RG: We each have to face our own apocalypse. The collection confronts apocalypticism on both a personal and societal scale. How do you view the modern era’s version of apocalypse? Is there an apocalyptic zeitgeist in the literary scene?
BT: The apocalyptic realism of contemporary literature is an as-yet-unstated movement, forming new waves around writers who are realizing that there is no limit to what literature can do: it can do anything it wants. It can be raw, risky, and random—deliberately unfiltered, uncensored, and unprofessional. Most significantly, it can embrace a wilder edge, a kind of optimistic nihilism—something like a Crowleyian call to ‘Do what thou wilt.’
RG: I chose the wrong means of escape. I took an awkward shortcut that led me right back to where I was, left to compound the horror of living there, in that place of no escape, with the exhaustion of the journey. Empty-handed and up to my ears in student debt. If I wasn’t a destroyed human being then, I am now. Stagnant and useless. Full of false sensation. False scorn and feeble hatred. Not knowing which it really is, scorn or hatred, I laugh.
“The Naysayer” pays particular attention to the concept of ‘giving up.’ What does ‘giving up’ mean in this story? To what degree did you consider structure in your approach to “The Naysayer”?
BT: “The Naysayer” is a novelette written with the experimentalism and exploration of postmodernism and pessimistic fiction, chronicling a protagonist who internalizes failure as a metaphysical and existential certainty. The narrator, a disillusioned student burdened by debt and an eroding sense of self, isolates himself in a rented room where he discovers a lost manuscript, A Theory of Giving Up, written by the enigmatic Detlef Stefan. This “taxonomy of failure” becomes the narrator’s gospel, shaping his understanding of human effort as futile and resigning him to a state of inertia.
Giving up, in this story, is not simply surrender; it is a conscious philosophical act, an assertion of negative will, a final form of resistance against a world that demands constant forward motion. Structurally, “The Naysayer” parallels this philosophy by rejecting conventional narrative resolution, unfolding in recursive loops of failed attempts, lost texts, and abandoned thoughts. Each passage feels like a false start, a directionless intellectual meandering that reflects the narrator’s inability to progress in life. The disquiet of “The Naysayer” is not in catastrophe, but in its quiet insistence that all roads lead nowhere.
RG: How do you feel about the idea of anonymity?

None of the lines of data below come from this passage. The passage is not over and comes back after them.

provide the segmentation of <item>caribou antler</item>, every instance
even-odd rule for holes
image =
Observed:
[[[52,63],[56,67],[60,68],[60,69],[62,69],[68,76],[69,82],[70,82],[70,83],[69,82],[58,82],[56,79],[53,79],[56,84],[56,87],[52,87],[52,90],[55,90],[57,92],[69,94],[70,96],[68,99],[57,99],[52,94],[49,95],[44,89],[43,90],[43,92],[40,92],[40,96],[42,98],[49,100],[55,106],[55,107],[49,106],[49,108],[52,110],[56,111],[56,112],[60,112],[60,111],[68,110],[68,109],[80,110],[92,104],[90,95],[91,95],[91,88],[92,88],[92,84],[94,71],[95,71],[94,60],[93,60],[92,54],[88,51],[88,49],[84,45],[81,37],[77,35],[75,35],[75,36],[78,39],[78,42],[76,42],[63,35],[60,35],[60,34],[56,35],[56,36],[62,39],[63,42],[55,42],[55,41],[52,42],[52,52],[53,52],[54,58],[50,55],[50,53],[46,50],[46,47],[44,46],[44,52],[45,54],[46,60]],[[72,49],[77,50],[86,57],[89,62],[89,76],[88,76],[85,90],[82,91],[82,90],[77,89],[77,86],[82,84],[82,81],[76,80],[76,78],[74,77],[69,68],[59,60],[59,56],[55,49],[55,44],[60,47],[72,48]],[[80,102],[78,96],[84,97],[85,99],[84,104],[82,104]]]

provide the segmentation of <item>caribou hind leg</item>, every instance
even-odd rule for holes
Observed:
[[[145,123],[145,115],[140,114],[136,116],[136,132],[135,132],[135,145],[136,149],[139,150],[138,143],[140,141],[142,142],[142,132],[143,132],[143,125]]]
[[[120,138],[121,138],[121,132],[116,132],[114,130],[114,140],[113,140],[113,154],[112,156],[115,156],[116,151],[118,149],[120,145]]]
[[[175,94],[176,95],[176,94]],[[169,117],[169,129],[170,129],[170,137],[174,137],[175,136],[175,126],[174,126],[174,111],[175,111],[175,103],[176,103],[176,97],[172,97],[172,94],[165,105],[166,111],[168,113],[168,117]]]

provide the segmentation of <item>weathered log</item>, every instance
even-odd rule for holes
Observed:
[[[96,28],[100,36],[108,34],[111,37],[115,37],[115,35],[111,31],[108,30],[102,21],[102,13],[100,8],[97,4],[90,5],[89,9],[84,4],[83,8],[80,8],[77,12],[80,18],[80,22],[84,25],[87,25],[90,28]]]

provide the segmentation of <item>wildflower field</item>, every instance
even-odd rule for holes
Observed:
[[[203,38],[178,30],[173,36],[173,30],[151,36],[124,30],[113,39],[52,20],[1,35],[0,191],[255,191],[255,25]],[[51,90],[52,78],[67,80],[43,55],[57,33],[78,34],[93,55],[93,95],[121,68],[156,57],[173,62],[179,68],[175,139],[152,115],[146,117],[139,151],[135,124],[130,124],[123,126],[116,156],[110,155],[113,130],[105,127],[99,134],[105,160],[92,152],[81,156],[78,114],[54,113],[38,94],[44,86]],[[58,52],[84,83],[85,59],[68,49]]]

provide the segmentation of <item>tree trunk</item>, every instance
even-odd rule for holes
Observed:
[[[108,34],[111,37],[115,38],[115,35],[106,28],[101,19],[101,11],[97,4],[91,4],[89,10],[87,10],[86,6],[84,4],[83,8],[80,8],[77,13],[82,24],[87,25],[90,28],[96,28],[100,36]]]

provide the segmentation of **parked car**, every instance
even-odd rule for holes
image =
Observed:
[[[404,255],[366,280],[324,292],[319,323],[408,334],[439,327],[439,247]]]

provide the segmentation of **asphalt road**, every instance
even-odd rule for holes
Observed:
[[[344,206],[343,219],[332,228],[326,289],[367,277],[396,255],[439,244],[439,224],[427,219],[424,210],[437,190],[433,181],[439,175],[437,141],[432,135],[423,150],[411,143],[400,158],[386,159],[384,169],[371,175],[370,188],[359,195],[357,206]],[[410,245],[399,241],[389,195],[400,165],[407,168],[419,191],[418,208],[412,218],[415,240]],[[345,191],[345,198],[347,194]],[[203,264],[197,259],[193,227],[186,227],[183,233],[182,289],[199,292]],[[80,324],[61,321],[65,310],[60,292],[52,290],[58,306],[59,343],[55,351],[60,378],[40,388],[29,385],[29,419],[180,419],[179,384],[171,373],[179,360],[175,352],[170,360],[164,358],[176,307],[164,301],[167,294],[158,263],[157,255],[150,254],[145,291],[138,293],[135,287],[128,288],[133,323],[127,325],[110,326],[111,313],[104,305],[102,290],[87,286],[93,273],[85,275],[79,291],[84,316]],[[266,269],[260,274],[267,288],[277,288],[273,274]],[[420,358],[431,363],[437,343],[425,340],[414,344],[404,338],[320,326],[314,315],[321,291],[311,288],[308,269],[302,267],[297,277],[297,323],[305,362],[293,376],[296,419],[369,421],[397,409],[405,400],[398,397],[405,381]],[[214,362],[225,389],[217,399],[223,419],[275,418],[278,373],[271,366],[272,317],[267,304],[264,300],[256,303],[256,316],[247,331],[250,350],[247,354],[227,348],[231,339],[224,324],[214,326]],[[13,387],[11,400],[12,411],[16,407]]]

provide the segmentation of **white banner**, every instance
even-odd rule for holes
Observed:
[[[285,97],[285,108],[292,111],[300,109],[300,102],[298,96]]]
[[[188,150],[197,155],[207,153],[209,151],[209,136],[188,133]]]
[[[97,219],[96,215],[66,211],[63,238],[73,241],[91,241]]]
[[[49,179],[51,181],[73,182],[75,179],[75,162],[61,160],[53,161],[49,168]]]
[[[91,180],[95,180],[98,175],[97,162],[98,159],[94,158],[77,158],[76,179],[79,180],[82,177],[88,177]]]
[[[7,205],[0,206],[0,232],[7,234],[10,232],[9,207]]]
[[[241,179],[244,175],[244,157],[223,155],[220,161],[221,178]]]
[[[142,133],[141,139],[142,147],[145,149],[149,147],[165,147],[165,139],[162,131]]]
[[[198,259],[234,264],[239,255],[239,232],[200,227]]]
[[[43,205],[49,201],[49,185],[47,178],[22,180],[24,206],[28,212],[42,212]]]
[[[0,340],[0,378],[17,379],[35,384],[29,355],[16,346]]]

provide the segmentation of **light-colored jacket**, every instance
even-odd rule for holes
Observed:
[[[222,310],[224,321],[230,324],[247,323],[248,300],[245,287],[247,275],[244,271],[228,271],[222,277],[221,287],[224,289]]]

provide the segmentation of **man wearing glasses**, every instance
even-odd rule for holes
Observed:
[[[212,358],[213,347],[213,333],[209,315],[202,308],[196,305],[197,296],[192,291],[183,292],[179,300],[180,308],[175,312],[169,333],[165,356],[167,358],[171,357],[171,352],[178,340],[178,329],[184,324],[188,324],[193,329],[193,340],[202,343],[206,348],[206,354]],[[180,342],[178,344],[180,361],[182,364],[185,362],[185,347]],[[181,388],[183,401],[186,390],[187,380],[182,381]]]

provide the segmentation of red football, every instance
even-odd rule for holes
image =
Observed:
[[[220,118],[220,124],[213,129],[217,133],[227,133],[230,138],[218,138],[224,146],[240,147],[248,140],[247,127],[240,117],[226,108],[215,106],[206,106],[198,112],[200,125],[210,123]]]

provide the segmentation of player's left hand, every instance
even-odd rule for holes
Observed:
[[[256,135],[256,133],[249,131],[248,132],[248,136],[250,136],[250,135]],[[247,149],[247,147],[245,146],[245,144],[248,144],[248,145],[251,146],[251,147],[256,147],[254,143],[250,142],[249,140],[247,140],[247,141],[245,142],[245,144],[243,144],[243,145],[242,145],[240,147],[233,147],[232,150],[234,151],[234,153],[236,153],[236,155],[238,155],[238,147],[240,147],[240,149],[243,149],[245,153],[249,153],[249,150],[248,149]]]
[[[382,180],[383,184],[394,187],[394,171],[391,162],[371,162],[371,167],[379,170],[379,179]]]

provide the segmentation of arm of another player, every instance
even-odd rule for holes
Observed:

BT: I prefer to be a known unknown—recognizable yet obscured, present but absent. Absolute anonymity doesn’t interest me, but neither does full visibility. Slavoj Žižek describes the “Bartlebian act” as a quiet refusal, an opting out rather than direct resistance, like Melville’s scrivener who “would prefer not to.” Writers like László Krasznahorkai cultivate a similar aura of mystery, remaining at the periphery of mainstream literary consciousness while exerting undeniable influence. Fernando Pessoa’s heteronyms take this even further, fragmenting the self into multiple voices, each existing independently while the author remains elusive. In an era of constant self-performance, there’s value in resisting that pull, letting the work speak for itself, and leaving just enough space for the writing to haunt the reader.
RG: I’m afraid to begin this story, a story with no definite end. There’s no single structure I can name here, no crystallized normality around which I can base the experience of my life, nothing that I can’t doubt any more than I can doubt the very room where I’m writing this now, a room in a city in a postanthropic culture on a planet in space. On an old bed, I lie down passively, supine, in a kind of resignation, and wait for the end.
Are there stories that you are still afraid to begin?
BT: “Cathedral of Spiders” collapses the boundary between fiction and nonfiction by making myself a character, testing how far self-mythologization can go before dissolving into alienation. The work teeters between self-aggrandizement—casting myself as the last human, the final perceiver—and the ironic deflation of that role through solipsism and cosmic insignificance. Writing becomes both an act of creation and self-destruction, a manuscript that longs to be burned yet refuses to end. I feared this erasure—not just of identity, but of the distinction between fiction and reality, between writing and self-annihilation, between the author and authored. The text spirals endlessly, a voice narrating its own extinction, unable to stop.
RG: What does the future mean to you? Where would you like to take your writing?
BT: The future is a place where writing literature is impossible—extro-literature. Extro-science fiction, as described by Quentin Meillassoux, explores worlds where science cannot be used to explain existence. It rejects science’s ability to establish objects or theories, confronting the idea that the laws of nature are not logically necessary. In a similar way, extro-literature suggests that writing itself becomes impossible in a future where meaning dissolves, where narratives are no longer anchored to human logic or perception.
All my writing questions the limits of human-centered storytelling. I’m trying to understand how a posthuman novel both embodies and reshapes its own form—how a posthuman novel functions. If writing itself becomes impossible, what remains? Perhaps only fragments—stories that can no longer be told, slipping away. If posthumanism severs us from our origins, then posthuman literature must do the same—breaking away, leaving no meaning behind.